Dominado pela estupidez humana, o indivíduo suja suas mãos de sangue para acertar uma dívida fútil do passado. “Quando pedi R$ 1,00 para comprar cigarro você não me deu”, ou “lembra aquele dia que falou mal de mim na escola, e que namorou a menina que eu estava a fim”! E assim o ser humano tira a vida uns dos outros friamente. Vingança, ciúme, inveja, traição..., o que opta pela tolerância e os que escolhem esses itens como pretexto para exercer o “império” da agressividade. De pouco a pouco, a violência toma conta do mundo e age silenciosamente como um vírus chegando impregnado e despercebido, e quando se manifesta não há mais tempo para defesa.
Há quem define como moda de hoje em dia, o ato de ingerir bebida alcoólica, fumar um “cachimbo da paz”, estuprar menininhas de cinco anos, agredir mulheres para se sentir macho de verdade, ser o “pegador” na escola, colocar taxinha na cadeira do professor e informar ao fulano sua sentença de morte “você ta na minha mira. Já era meu”. Os que não tem atitudes como essas, são considerados CAFONAS.

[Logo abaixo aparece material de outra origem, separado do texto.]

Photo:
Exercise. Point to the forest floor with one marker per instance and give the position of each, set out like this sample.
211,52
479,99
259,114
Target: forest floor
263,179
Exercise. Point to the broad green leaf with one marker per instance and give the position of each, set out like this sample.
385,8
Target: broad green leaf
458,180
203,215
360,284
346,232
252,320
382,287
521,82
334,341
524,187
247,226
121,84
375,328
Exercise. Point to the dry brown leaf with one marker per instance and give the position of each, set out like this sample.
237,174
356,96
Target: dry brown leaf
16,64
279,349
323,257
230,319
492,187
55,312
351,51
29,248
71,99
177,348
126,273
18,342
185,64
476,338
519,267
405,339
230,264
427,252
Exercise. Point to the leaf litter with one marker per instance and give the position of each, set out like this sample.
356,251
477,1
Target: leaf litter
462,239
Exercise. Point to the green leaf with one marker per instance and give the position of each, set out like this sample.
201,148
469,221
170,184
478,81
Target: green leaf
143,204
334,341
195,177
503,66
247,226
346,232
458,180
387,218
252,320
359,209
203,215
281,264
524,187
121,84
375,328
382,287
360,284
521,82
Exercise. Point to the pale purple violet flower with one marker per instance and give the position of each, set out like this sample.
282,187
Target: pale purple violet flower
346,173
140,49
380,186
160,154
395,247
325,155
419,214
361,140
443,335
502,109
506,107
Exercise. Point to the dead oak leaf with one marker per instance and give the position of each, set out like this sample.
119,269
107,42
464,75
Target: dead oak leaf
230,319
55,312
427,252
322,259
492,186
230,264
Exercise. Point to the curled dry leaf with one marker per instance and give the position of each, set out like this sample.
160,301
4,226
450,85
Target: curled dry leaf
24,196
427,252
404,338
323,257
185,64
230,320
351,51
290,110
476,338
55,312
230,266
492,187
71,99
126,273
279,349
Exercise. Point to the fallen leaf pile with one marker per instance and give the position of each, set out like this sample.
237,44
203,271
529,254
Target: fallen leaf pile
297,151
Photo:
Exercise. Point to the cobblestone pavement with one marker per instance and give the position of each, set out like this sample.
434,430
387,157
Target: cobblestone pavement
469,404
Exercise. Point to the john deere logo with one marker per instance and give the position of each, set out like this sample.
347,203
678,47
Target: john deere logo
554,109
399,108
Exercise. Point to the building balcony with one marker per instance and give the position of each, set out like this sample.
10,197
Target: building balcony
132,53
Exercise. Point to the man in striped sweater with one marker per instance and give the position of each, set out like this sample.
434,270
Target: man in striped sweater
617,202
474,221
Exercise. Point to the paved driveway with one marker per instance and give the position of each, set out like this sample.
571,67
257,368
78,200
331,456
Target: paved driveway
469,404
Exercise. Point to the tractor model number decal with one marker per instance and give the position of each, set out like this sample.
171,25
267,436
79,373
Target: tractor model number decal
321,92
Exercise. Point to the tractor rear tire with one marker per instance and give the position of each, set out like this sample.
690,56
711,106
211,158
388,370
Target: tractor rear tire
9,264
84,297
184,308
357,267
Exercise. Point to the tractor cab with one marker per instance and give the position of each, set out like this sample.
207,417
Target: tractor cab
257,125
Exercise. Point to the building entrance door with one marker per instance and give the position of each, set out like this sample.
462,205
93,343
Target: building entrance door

Além disso, as armas de fogo, que até então eram usadas por caçadores, passou a ser instrumento de caça, mas dessa vez, a presa não é mais os animais, e sim o ser humano, que fica a mira dos loucos pelo prazer da caça humana. Armas brancas, como facas e terçados, que eram usadas nas tarefas domésticas, agora, no século XXI, são utilizados para esquartejar corpos. Até os lares das famílias ganham destaque nas manchetes de notícias, nos casos de seqüestros em cárcere privado.
E dessa forma a violência do mundo moderno invade as gerações, que já não se intimidam com a “tropa de elite”, com a disputa de tiros e balas perdidas, nem tão pouco com as punições os pais, que são desafiados, e por muitas vezes tornam-se reféns dos próprios filhos e do medo de contrariá-los. Bem vindo ao século XXI. A era da violência moderna.